McAlevey et al view the workers as pawns in some larger scheme, based in some progressivist ideological imperative, far beyond the real needs and dreams of actual American workers. These think-tankers see organizing targets as ‘strategic’ if they mobilize black and women voters – precisely two demographics where either Obama was stronger or where Trump is stronger than Biden. In contrast, the real National Labor Movement will reflect the fact that 78% of the American labor force is white.
Just how connected is Jeff Bezos to the DNC? So much so that Andrew Yang’s proposal of UBI was based around a hard-sell to the US public on the inevitability of Amazon ultimately taking over a large majority of the whole retail market – the only issue at hand was whether Amazon would be taxed somehow to pay for a UBI. But in-fact, it was about directing other tax revenues, such as those from small and medium businesses, as well as remaining larger brick-and-mortar retailers, and re-funneling them back to a UBI model which Amazon can distinctly benefit from.
Incidentally, isn’t it odd that in the midst of this pandemic response in the US, businesses were shut-down but Amazon was considered essential?
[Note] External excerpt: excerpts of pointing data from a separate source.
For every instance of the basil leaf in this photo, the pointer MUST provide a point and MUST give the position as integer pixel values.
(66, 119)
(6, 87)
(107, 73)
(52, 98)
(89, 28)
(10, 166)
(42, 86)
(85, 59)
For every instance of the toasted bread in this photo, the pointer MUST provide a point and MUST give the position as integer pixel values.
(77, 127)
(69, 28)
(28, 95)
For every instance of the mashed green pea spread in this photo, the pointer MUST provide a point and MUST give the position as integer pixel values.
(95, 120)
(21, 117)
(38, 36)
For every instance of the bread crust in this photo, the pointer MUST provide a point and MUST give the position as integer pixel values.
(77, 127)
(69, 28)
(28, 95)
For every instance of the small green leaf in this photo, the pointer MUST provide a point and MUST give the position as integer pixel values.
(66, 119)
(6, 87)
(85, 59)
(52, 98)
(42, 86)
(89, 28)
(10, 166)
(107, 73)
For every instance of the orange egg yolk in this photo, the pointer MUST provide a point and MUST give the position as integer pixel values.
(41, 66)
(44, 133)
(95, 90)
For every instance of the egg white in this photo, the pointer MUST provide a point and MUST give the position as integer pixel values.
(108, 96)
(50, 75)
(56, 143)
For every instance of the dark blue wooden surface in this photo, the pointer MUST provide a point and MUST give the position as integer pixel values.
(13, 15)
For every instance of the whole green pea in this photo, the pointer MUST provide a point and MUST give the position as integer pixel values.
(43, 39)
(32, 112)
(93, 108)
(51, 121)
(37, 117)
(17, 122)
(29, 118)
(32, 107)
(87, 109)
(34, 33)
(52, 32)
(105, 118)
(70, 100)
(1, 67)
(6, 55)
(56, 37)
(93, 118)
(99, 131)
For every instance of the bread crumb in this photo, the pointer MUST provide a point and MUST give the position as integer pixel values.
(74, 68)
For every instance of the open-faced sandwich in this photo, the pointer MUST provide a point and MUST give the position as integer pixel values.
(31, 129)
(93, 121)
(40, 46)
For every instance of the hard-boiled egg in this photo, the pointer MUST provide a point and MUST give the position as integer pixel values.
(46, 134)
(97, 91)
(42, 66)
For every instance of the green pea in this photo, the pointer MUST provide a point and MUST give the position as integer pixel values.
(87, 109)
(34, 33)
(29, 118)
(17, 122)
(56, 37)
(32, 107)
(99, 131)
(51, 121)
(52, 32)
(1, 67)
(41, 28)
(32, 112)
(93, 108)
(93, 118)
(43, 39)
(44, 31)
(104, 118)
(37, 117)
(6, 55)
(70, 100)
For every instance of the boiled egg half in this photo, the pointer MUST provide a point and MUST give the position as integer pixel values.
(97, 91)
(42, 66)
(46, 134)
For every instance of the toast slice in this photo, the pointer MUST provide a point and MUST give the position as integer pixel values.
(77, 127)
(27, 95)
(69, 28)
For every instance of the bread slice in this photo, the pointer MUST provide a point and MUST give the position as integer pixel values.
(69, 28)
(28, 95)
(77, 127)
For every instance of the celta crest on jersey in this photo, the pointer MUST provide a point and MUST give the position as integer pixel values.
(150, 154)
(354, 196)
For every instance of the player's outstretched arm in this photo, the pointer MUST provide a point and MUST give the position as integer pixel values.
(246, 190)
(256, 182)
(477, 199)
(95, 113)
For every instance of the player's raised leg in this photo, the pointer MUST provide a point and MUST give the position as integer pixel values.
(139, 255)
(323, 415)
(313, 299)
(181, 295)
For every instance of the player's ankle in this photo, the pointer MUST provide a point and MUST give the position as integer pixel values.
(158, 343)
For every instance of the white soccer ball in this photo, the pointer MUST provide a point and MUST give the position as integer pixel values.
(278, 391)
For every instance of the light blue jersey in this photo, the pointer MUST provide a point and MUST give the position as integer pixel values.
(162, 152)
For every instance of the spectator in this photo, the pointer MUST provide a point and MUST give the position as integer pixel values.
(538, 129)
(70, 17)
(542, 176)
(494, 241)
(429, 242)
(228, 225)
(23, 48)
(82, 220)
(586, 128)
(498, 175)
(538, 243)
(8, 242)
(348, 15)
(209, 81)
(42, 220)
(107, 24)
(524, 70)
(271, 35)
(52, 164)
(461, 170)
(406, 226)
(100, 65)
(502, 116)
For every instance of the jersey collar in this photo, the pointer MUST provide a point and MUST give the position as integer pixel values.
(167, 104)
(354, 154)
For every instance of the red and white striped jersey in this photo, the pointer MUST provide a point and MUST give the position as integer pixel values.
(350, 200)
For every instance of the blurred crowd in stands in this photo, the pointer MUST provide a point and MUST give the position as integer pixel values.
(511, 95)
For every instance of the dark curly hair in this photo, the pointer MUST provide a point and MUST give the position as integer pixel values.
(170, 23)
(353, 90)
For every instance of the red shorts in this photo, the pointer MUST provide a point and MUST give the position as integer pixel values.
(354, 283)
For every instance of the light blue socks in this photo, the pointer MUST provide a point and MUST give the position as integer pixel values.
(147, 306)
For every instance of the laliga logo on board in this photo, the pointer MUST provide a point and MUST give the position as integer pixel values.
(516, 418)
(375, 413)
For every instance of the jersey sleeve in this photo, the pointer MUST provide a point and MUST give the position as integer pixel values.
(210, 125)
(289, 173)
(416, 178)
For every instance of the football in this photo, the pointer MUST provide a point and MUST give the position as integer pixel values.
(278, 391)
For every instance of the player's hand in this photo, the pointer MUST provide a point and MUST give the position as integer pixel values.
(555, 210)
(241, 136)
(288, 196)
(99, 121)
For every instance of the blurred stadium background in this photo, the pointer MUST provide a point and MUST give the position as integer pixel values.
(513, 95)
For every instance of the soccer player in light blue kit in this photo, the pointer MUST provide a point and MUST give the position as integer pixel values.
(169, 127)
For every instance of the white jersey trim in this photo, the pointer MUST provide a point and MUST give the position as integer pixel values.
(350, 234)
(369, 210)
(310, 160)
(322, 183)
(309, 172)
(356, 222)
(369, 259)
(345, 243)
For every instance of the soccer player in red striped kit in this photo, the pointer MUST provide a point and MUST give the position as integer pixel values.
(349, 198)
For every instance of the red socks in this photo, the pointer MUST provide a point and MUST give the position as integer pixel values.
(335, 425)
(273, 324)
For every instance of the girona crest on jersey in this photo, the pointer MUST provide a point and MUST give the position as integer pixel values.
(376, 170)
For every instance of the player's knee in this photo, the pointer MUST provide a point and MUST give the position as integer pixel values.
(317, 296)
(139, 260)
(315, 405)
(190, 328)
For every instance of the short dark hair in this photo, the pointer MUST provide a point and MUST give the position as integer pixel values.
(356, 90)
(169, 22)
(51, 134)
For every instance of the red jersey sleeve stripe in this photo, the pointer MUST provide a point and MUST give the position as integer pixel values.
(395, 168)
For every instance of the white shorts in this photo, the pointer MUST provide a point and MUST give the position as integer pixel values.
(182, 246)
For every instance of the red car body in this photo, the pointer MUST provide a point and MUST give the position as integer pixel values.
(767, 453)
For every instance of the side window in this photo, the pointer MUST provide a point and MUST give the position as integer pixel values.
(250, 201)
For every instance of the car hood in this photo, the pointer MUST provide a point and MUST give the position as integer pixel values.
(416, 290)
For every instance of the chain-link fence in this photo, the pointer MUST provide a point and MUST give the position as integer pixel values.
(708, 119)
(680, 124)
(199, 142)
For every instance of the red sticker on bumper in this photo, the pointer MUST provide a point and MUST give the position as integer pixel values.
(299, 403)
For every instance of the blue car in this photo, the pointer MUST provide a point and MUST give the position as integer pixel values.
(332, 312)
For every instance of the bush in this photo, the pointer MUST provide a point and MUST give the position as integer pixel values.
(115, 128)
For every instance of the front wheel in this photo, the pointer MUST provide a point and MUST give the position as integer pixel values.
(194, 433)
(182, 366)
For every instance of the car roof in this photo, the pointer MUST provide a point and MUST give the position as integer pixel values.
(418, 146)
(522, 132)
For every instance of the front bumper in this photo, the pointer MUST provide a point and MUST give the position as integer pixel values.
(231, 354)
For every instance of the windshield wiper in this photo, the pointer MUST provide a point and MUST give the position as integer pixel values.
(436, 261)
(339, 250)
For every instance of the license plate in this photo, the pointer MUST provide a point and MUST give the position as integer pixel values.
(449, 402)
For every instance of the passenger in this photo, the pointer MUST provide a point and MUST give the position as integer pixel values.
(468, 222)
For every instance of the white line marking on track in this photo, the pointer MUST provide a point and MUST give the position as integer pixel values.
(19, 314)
Bezos’ wealth increased by $25 bln during quarantine, and magically expedited the very same ‘forecast’ made by Andrew Yang’s pitch for UBI.
And this UBI would be entirely in line with Amazon’s strategy to date, who like McDonald’s, relies on their profits ultimately being subsidized by social-net policies, to maintain the semblance of sustainability to their model based on sub-sustenance wages. What we add now is a subsidization for Amazon salaries paid from the taxes on companies who do not require their paid salaries be subsidized.
This gives us yet another damning evidence as to the hyper-real, simulated nature of the present ‘organizing efforts.’ They are merely election ploys that will ultimately undermine real worker’s power at the shop-floor level, and continue to erode public confidence in the aims of labor unions. When people today see SEIU and Teamster (CTW) unions as merely pawns of the DNC and its corporate donor class, they aren’t wrong.
Fifty-five percent of American workers have a favorable view of unions. Labor unions weren’t formed by Democrats nor did they rely on an abstract ‘power analysis’ performed at the level of ivory tower think tanks. Unions were forged in the face of illegality, forcing themselves onto the stage of history. They organized not where it was prescribed by intellectuals, not where it was tactical, and not where it was conveniently timed for a Democrat election. They were organized, christened by bloodshed, and at great human cost. Their militants were shot and hung, lynched by Pinkertons and corrupt police squads. They were not blessed by Amazon executives or schemed by Hillary Clinton, but by the martyrs of Haymarket. The Atlantic-Council/Deep-State press like The New York Times, MSNBC, Vice Magazine, and the Washington Post won’t give the rising National Labor Movement friendly treatment. Its leaders will be called terrorists, the rank-and-file will be called extremists. There will be kidnappings and car-bombings. They will never oppose or attempt to organize small and medium size businesses. That’s how we’ll know the coming National Labor Movement has been born – and what we are seeing from the DNC is certainly not it. But those with an ear to the ground can nevertheless hear the real thing coming.